Appreciating Mellor’s work as Aboriginal, however, has proven to be not so clear cut, revealing an art world still attached to narrowly defined ideas of Aboriginal identity and authenticity. Instead of the expected and possibly stereotypical image of the Aboriginal artist and approach to art making, Mellor and his practice offer a potent example of the complexity of postcolonial identity in Australia. What becomes apparent in Mellor’s work and research is the engagement he has with ancestry and Indigenous culture, and the transmission of knowledge and cultural perspectives, both historical and spiritual.

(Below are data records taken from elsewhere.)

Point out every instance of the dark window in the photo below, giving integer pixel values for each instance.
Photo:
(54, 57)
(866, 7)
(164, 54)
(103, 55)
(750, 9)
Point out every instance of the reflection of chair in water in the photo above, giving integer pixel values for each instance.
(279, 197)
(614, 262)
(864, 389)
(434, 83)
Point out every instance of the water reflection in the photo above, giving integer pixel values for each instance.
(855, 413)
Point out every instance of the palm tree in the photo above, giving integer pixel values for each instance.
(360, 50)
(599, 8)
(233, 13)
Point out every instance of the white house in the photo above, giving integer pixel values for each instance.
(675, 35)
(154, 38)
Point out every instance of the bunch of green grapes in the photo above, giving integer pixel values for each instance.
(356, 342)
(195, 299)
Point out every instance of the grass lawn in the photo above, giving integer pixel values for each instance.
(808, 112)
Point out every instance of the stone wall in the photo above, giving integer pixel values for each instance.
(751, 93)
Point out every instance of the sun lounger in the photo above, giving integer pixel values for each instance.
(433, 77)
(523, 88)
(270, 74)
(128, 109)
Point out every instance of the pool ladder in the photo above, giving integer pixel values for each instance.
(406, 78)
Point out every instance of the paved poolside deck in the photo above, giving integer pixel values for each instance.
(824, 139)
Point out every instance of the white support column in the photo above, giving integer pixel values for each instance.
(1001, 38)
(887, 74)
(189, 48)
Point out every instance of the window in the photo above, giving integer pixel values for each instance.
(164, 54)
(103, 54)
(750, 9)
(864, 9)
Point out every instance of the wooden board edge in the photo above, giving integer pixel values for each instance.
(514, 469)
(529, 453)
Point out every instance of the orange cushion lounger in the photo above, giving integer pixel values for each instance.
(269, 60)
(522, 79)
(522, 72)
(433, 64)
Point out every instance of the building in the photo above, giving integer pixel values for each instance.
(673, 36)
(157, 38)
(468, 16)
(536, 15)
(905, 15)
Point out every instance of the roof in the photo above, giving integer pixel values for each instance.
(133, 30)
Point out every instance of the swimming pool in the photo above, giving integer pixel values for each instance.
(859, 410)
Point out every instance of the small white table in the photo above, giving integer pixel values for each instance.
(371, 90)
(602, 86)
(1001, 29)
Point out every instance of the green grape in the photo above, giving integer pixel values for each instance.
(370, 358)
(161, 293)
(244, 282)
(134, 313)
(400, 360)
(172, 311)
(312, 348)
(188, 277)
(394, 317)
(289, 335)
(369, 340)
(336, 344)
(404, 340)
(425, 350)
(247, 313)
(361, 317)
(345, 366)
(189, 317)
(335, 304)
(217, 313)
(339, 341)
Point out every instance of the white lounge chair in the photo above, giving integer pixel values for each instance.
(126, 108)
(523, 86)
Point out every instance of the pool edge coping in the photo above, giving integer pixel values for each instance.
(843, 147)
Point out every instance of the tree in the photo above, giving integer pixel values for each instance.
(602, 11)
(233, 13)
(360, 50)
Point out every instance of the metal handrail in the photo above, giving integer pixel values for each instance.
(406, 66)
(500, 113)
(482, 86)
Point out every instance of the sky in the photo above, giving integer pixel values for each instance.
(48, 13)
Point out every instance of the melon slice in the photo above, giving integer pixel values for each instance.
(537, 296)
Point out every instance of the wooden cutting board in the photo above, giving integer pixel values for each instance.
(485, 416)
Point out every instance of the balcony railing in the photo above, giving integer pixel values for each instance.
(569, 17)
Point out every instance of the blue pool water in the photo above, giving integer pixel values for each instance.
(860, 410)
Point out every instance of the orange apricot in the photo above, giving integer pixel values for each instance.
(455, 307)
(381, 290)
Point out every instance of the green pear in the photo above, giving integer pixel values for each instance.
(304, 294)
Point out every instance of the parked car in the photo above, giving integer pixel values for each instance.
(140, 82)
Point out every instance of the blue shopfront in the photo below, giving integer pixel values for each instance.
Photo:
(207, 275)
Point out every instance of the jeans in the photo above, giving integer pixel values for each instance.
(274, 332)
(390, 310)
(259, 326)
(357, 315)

Mellor was born in Mackay in northern Queensland in 1971 and has a mixed family heritage. He is descended through his mother’s family from the Indigenous people of the rainforest area of the Atherton Tablelands. His work springs from the nexus of these cultural influences but is certainly not restricted to them. His winning work in this year’s National Aboriginal & Torres Strait Islander Art Awards is a case in point. The large mixed media work, titled From Rite to Ritual, successfully broadens what may be considered narrow definitions of Aboriginal art and also deals with issues beyond Aboriginality. From Rite to Ritual features Mellor’s now signature blue and white willow pattern decorative technique, symbolising the hybridising of identities across time and place. Native animals are rendered in quasi-botanical styling and punctuate the densely illustrated space, reminiscent of a medieval manuscript. The interior of a Masonic lodge, with its classical nuances modelled on Solomon’s Temple, is the unlikely stage for this cross-cultural encounter, where Aboriginal men perform a ritual dance in the company of an oversized skeleton and skull and crossbones. This complex and layered work affirms that it is not Aboriginal culture alone that bears the responsibility of secrecy and concealment.

Interestingly, Mellor’s entry into the 2008 NATSIAAs, which was titled Exotic Lies and Sacred Ties (the heart that conceals, the tongue that never reveals), also alluded to the revelation and concealment of secret or sacred content in Aboriginal art, an issue that came to prominence during the first decade of Western Desert acrylic painting. Now held in the collection of the University of Queensland Art Museum, this work mimics a museum diorama and includes a work on paper in an ornate gilded frame, taxidermied native birds and mosaic kangaroos. In both form and content, Exotic Lies and Sacred Ties deftly critiques the colonial traffic in exotica, which included Aboriginal people as curiosities.

Given the prominence of both mixed media works and tableaux in Mellor’s recent exhibitions – including his sell-out solo exhibition at Jan Murphy Gallery in Brisbane earlier this year and the forthcoming exhibition A Balance of Power at Michael Reid Gallery in Sydney – it may come as a surprise to learn that the focus of Mellor’s PhD was printmaking. Mellor’s more recent allusion to print media, such as the ceramic print techniques found on Spode china, also refers to the transfer and projection of knowledge systems onto one culture by another. With their anglicised oriental patterning, these works also hint at the humorous displacements, the Chinese whispers, that take place along the way.

Mellor’s work has been acquired by the National Gallery of Australia, the Museum of Contemporary Art and major state and regional galleries. In 2007, he was featured in Culture Warriors, the National Indigenous Art Triennial, with two bodies of work including a series of shields sculpted from Victorian travelling trunks and hung in the manner of ethnographic trophies. Mellor shaped the baggage of the first settlers into rainforest shields unique to his mother’s country. The shields can be read as an act of repossession, demonstrating the resilience, wit and survival of Aboriginal culture while at the same time suggesting a hidden history behind a seemingly white subject.

Danie Mellor’s current exhibition, A Balance of Power, will be staged at Michael Reid at Elizabeth Bay, Sydney until 31 October 2009. His work will also be on show in the National Aboriginal & Torres Strait Islander Art Awards at the Museum and Art Gallery Northern Territory in Darwin until 25 October 2009, and in Menagerie at Object Gallery in Sydney until 15 November 2009.